The Social Hotelier
What is it that immediately pops into your mind when you hear 'Hotel'?
For me, even before joining the industry, from childhood, the word hotel meant 'socialising' - a place where there'd be lots of people.
Growing up in Bombay-India, my early experiences around hotels were attending glamorous birthday parties and weddings in my dad's business circle or entertaining relatives who visited from abroad or even just leisurely Sundays by hotel poolsides with my cousins during summer holidays.
That brought me to the conclusion that a hotel was (and still is) a 'social' place where people come together to connect, have fun, create memories.
Many years on and after being in the industry since the '90s, my mind still connects back to staff at hotels with whom, we, as guests, had some very interesting 'social' conversations...one very specific one that comes to mind is when my husband and I were on our Xmas holiday at one of the leading luxury hotels in Jaipur with our then 2 year old.
The restaurant staff who waited at our table was particularly charming and interacted very freely my toddler. He had a peculiar way of gesturing with his hands (not something that would have been taught at a hotel school for sure); and my son found this gesture most amusing and laughed really loud and continuously each time the waiter did that.

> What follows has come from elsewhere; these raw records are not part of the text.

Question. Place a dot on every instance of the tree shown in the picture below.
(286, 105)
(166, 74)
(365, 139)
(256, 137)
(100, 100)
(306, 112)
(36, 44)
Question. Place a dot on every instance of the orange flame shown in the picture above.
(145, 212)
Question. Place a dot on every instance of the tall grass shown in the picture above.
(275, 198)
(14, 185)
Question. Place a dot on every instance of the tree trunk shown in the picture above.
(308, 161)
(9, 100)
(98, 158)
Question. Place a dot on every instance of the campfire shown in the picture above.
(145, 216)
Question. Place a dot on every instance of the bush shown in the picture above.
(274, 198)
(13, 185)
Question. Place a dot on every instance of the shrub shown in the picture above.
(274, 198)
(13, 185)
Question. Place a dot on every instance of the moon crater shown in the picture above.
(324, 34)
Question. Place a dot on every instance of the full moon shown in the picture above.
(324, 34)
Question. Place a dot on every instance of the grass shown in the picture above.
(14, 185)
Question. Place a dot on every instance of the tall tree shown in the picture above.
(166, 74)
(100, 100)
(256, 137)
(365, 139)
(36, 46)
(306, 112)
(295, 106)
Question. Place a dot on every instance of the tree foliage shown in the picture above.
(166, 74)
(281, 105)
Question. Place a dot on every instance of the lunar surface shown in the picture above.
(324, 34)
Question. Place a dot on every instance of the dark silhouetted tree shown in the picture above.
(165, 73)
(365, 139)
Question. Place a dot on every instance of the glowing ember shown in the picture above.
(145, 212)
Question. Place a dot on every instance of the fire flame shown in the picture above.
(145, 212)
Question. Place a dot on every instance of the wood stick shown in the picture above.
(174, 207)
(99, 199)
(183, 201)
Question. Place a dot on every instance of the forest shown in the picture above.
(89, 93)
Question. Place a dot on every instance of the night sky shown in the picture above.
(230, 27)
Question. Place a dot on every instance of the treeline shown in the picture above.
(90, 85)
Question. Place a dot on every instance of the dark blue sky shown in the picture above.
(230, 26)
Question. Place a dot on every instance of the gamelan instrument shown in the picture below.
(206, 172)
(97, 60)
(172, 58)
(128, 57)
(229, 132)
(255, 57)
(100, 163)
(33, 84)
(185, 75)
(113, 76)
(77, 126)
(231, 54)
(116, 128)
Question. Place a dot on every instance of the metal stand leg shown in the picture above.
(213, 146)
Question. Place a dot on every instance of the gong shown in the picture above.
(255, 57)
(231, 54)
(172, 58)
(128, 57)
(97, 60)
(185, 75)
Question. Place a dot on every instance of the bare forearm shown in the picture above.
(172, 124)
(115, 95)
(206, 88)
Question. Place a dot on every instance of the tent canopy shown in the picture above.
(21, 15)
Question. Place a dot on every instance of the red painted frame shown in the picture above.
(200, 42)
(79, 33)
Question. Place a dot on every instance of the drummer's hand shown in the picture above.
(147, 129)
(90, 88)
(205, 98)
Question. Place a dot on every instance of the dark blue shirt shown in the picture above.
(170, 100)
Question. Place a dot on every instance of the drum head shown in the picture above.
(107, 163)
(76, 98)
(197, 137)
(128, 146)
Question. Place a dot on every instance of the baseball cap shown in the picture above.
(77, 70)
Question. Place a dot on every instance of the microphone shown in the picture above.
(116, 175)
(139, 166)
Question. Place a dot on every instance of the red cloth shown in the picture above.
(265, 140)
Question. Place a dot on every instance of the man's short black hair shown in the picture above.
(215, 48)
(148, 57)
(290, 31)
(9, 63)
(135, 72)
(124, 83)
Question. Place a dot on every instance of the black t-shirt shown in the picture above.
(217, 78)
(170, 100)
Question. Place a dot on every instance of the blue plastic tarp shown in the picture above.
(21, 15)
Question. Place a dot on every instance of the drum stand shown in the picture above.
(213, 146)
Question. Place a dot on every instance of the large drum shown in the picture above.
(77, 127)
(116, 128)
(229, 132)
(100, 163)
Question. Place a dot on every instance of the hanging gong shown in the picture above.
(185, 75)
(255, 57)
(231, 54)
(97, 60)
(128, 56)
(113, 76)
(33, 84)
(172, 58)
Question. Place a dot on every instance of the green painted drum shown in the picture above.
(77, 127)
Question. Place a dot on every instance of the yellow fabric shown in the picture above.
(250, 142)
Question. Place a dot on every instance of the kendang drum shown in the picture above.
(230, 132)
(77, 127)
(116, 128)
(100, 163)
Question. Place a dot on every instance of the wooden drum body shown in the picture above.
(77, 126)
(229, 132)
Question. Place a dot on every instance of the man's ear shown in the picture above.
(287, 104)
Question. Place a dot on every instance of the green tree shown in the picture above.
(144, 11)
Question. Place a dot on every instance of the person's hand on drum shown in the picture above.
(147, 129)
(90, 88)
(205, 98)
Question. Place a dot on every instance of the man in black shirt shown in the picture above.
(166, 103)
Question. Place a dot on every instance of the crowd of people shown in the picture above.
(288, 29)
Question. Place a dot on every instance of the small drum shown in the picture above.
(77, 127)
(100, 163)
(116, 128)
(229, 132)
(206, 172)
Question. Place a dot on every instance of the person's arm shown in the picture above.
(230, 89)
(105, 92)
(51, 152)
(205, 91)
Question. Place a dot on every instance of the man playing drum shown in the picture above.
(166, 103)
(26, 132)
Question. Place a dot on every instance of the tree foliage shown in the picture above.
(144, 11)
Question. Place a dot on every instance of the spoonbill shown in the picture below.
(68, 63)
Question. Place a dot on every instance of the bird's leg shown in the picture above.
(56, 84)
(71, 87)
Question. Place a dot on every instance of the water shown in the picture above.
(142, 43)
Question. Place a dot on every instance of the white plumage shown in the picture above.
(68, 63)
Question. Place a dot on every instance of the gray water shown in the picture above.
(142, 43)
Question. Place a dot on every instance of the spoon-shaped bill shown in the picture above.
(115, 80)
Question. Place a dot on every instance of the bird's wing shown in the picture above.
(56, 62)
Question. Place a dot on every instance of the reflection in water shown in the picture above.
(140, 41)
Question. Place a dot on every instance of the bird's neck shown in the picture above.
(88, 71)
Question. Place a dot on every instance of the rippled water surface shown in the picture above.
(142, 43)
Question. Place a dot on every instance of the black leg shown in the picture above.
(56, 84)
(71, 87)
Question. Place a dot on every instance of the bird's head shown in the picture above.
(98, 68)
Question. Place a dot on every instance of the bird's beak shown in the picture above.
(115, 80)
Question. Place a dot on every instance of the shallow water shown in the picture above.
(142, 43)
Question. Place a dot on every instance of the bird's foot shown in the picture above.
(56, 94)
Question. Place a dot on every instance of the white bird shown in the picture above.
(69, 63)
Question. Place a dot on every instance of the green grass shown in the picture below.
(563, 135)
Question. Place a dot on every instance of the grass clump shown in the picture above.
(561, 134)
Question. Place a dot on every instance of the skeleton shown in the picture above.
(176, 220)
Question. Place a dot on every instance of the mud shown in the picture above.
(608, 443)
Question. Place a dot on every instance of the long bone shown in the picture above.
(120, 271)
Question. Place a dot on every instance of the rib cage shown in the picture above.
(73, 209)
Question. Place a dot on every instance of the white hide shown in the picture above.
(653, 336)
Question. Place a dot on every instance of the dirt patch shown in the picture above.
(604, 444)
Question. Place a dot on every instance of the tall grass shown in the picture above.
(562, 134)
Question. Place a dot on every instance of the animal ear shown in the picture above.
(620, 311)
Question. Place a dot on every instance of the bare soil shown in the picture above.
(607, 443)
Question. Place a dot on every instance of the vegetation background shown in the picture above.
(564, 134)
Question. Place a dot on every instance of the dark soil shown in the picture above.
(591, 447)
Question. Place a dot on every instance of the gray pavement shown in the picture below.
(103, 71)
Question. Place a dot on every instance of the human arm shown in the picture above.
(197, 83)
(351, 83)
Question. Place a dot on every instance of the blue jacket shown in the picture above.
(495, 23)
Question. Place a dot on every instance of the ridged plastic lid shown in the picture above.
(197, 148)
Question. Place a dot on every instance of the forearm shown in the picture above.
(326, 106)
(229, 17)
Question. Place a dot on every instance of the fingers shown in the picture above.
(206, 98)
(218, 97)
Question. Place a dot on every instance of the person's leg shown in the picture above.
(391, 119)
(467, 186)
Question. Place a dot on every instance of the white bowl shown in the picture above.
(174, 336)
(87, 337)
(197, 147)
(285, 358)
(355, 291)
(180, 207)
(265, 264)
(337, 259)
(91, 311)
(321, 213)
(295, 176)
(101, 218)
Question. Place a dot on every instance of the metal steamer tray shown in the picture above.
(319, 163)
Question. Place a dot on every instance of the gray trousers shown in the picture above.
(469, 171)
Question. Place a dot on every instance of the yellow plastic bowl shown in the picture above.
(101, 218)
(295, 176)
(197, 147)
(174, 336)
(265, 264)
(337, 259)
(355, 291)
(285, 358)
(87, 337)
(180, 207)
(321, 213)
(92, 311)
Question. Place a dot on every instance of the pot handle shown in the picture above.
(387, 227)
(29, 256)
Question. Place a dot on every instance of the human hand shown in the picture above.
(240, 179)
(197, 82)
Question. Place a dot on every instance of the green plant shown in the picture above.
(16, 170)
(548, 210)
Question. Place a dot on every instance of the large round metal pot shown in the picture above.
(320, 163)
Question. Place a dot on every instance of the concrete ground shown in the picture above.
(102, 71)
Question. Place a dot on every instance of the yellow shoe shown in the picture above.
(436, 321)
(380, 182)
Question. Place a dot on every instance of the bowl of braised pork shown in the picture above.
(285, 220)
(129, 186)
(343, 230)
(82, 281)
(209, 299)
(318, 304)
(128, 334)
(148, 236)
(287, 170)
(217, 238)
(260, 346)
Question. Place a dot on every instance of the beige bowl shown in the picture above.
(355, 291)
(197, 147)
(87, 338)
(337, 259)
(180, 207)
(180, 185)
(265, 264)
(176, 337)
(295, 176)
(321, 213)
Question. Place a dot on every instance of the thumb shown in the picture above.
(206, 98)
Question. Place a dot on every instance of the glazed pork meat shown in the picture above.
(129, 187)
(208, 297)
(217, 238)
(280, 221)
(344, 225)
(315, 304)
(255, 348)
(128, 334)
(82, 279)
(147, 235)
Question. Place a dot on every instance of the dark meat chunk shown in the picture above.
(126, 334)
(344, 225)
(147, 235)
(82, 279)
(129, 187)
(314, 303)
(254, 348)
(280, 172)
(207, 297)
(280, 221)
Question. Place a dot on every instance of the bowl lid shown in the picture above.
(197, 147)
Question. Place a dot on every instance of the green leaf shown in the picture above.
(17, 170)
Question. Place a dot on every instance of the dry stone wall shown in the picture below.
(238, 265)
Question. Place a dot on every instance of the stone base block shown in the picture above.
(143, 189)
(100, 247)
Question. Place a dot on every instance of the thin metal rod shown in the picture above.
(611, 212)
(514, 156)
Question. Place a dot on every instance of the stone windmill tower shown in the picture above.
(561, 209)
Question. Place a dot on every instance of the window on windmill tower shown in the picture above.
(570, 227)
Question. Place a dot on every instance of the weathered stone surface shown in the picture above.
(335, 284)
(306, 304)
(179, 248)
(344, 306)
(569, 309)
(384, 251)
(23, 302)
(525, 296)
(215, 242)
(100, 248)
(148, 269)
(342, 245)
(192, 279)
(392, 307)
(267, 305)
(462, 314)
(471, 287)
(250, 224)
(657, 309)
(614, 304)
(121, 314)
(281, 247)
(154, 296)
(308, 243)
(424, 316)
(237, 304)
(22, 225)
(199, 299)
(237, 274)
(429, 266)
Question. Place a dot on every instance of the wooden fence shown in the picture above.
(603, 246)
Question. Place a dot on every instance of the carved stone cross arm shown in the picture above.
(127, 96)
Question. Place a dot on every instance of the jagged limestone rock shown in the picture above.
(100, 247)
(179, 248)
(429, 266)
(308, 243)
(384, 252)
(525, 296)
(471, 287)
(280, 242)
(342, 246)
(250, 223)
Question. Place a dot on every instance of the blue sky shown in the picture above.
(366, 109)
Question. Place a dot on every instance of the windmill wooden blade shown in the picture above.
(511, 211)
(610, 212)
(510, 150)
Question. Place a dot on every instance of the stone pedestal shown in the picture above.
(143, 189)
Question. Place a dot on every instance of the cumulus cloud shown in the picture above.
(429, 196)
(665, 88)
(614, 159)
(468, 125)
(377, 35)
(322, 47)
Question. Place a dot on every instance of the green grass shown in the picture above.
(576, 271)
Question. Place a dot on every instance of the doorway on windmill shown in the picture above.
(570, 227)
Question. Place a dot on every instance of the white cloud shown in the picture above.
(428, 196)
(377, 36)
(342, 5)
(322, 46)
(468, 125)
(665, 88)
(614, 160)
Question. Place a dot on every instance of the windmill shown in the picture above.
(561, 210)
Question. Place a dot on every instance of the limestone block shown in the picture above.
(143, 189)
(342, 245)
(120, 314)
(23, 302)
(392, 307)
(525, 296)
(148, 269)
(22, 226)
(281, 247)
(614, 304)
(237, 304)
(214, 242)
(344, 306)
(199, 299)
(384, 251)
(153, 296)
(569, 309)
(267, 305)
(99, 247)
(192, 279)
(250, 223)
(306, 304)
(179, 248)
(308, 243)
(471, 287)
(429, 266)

My son was most happy to socialise and interact with him thereafter even stretching his neck out from our dining area to catch the waiter's attention when he was serving other tables.
From an industry professional's perspective, the hand gesture was not the body language suited to luxury hotel mannerisms, but as a mom, I remember this staff member more than really well trained ones only because of how he interacted with my son and that created the memory.
This leads up to the fact that hoteliers and hotel staff create more engagement with their 'social skills' as compared to their job skills.
Now anyone who owns, runs or works at a hotel knows that social skills aren't there in all our teams as we would like them to be. These are skills we all carry to work from home, in our backpacks (some large, some small, some empty)
As is talked about in this New York Times article, we aren't really taught HOW to interact with people in different settings, make friends, resolve conflict, navigate groups and the likes. This is the key reason why so many of us grow up with different types of discomforts in social environments.
Now imagine the scenario at a hotel where only about 10% of the staff has acclimatised to social interactions after years of experience and 90% of the staff may still lack the skill or comfort or confidence to 'show up'.
In fact, our first ever Hotelier Excellence™ training was for a hotel where the owner wanted his ALL of the staff (housekeepers, maintenance and the ones who didn't need to meet guests in their jobs) to get rid of their self consciousness (as they were all local while the guests were foreign) and create the ability and confidence to just 'wish' their guests confidently when their paths crossed.
So while we don't necessarily have these social skills, they can be learned and taught to our hotel teams through 5 easy steps.
Step 1 : Self Awareness - just being aware of how one is feeling in the presence of guests or just about having to have an easy conversation.
Step 2 : Self regulation - the next step...so not just being aware but being able to flip the negative or uncomfortable feelings and handling them as they come up.
Step 3 : Motivation - generally related to one's level of anxiety, stress and reward (money, KRA, appreciation) at work.
Step 4 : Empathy - an understanding of another's emotions and sentiments.
Step 5 : Social Navigation - but understanding how to get where you want to be with other people...generally involves effective and 'empowered communication'
More than JOB SKILLS, it is the social skills that contribute to winners and success.
How has the experience been for you at your hotel?